2014-09-29
On the sense of variables in propositional functions
Reply to Jim Stone
I use the mnemonic z=(y=x) to help me negotiate the confusing aspects of propositional calculus.The statement has two logical (Boolean) levels, a lower, predicate level where 0=Nonexistant and 1=exists, and an upper propositional level where 0=false and 1=true. Here is the 'kicker'- propositions only result when two predicate variables (eg a subject and predicate) are compared for sameness.

Consider 'John has a blue shirt'. This is a legal combination of predicates. 'John' and 'has a blue shirt' (or equivalently, the affordance 'John has' and 'a blue shirt') can both exist in a possible world. therefore 1. You can put y = x together legally so the Boolean computation (y=x) resolves to either true or false.

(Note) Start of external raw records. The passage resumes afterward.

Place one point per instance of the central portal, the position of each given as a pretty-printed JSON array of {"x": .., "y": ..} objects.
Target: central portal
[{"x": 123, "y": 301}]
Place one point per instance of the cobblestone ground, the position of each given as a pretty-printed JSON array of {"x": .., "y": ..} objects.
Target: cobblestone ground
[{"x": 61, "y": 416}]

In the possible micro-world 'John has a blue shirt' , the statement is either true (yep, I can see him on the surveillance video, running out the door to work in the morning, suitcase in hand, pecking the wife on the cheek) or false (no, he's late again, his favourite shirt is dirty, he has a brown shirt on today).

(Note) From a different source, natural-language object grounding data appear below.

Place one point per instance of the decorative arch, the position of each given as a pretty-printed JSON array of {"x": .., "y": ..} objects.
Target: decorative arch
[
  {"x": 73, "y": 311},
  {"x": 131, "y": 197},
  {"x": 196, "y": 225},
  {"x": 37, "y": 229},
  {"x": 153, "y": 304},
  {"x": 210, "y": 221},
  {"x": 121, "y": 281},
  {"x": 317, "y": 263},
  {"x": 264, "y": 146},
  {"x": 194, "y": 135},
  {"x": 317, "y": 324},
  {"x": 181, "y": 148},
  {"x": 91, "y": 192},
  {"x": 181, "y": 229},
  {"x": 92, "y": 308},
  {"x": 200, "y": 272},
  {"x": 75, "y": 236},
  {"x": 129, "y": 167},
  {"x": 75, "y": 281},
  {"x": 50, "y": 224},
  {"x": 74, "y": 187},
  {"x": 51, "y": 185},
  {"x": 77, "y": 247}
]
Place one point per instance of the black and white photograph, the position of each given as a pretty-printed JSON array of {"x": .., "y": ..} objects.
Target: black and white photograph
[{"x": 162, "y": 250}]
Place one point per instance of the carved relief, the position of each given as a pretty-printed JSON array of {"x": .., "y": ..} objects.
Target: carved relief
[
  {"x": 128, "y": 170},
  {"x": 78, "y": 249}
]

But the micro-world 'John has a blue horizon' DOES NOT COMPUTE, not in a reality processor like our mind, which consist of a conceptual part and an embodied part. We CAN form the statement above, and if we were a magic realist author, or creative poet, we might even get a literature prize, but as soon as the statement (which exists in the conceptual mind) is compared on the basis for similarity with the knowledge of predicate constructs in the 'realistic, possible' embodied mind, we obtain a '0' which doesn't mean 'false' (it isn't a proposition) it means 'cannot exist' because it is a predicate.

The problem arises because our minds ( and all computers) are ultimately binary machines, but the world is not. It has a predicate layer which uses unary 'base 1' in which there is arity=1. If something isn't possible in the real world, it simply doesn't exist, because it was never created. It was evolution which created brains and computers, in which binary images of unary reality are possible. The main reason for this was to model propositional falsity (past and future) , not modelling predicate falsity.